I usually don’t mind getting up in the mornings, and often sense the
time to arise. But when my alarm chirped this morning, I was surprised
by how early it felt. I thought for a second that I set the clock wrong
the night before. Or that maybe an imp meddled as I was deeply dreaming
in slumber. Like usual, I ran late, bolted from the house and
hurry-jogged to catch my bus.
On
my commute, I just sat. No reading, no games, no thoughts. I kept my
eyes unfocused. I tried to just be, come into the morning. The gray sky
made this easy. Stopped at a red light, I noticed a young construction
worker raised in a basket lift at a construction site, the metal of his
temporary prison painted orange-red. On the sidewalk,
the engine of the lift was demarcated with orange traffic cones, with
streams of caution tape stretched between each one. The worker donned a
bright orange hoodie, not his uniform, but his fashion choice for the
day. An old, abandoned brick building stood behind the new construction.

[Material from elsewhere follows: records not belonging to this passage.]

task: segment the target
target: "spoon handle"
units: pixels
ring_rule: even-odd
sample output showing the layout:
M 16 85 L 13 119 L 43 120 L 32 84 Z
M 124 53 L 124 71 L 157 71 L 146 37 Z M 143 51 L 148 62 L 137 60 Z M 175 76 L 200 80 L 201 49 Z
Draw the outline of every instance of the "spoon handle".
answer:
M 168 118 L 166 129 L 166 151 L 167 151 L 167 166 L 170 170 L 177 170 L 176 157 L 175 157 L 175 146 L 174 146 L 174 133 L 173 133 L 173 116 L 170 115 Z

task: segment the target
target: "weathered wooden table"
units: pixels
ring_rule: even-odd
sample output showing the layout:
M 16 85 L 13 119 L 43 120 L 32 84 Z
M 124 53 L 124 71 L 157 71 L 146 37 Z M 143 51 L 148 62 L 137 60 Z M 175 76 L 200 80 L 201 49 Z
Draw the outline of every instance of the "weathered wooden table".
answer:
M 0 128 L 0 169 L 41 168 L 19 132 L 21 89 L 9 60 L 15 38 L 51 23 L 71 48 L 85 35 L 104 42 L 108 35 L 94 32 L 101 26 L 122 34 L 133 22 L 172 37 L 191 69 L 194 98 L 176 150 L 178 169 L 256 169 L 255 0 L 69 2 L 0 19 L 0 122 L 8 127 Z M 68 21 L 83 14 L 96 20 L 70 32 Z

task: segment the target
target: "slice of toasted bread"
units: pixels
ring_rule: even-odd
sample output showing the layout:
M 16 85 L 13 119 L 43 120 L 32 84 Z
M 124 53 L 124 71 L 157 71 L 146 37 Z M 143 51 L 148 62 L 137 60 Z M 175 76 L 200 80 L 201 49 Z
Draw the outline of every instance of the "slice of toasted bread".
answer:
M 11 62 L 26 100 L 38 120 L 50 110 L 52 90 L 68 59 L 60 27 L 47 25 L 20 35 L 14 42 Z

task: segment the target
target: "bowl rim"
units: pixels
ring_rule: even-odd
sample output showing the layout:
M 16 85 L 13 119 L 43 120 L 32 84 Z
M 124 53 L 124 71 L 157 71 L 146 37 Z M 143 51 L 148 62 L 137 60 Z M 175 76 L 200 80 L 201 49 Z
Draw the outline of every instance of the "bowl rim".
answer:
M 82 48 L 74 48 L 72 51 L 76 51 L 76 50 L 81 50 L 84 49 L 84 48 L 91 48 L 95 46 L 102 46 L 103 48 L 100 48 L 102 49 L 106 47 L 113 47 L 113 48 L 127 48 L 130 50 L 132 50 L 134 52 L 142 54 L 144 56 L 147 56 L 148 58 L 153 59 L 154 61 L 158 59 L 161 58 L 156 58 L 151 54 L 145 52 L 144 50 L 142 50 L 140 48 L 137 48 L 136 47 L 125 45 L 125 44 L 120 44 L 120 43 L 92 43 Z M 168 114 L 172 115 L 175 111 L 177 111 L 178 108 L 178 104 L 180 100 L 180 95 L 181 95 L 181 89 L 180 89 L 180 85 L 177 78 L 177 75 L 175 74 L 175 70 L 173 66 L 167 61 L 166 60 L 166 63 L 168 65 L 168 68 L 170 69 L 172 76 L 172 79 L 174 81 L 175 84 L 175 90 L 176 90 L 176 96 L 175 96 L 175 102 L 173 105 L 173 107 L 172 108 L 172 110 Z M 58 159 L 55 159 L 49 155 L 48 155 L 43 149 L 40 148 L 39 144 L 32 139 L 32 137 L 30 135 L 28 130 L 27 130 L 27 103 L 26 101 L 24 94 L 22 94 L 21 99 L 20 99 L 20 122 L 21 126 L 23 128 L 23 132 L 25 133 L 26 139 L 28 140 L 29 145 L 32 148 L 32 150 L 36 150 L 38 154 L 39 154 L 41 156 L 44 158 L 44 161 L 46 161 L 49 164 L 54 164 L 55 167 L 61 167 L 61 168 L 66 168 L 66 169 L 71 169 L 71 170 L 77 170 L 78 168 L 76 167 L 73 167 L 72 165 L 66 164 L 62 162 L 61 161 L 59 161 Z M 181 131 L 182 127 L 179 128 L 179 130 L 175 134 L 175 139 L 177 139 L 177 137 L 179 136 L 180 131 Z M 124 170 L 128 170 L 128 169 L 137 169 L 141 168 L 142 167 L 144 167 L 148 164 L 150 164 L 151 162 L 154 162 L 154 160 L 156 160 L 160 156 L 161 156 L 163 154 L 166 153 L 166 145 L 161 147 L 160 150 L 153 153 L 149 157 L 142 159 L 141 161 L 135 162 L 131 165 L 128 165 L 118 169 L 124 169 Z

On what would have been its windows, black-and-white photographs of
performers were installed, a dozen or so people blown up and suspended
in their art. As the lift moved the worker down to the earth, he moved
between the black-and-white artists, frozen in their performances, as if
greeting them or joining them in a quick duet. With the perspective I
had, the worker and the artists were the same size, interacting. Bright
orange life juxtaposed against flat monochromes.
These are days I wish I
were a photographer, to capture these serendipitous images that do not
translate in paint, cannot be adequately described in words.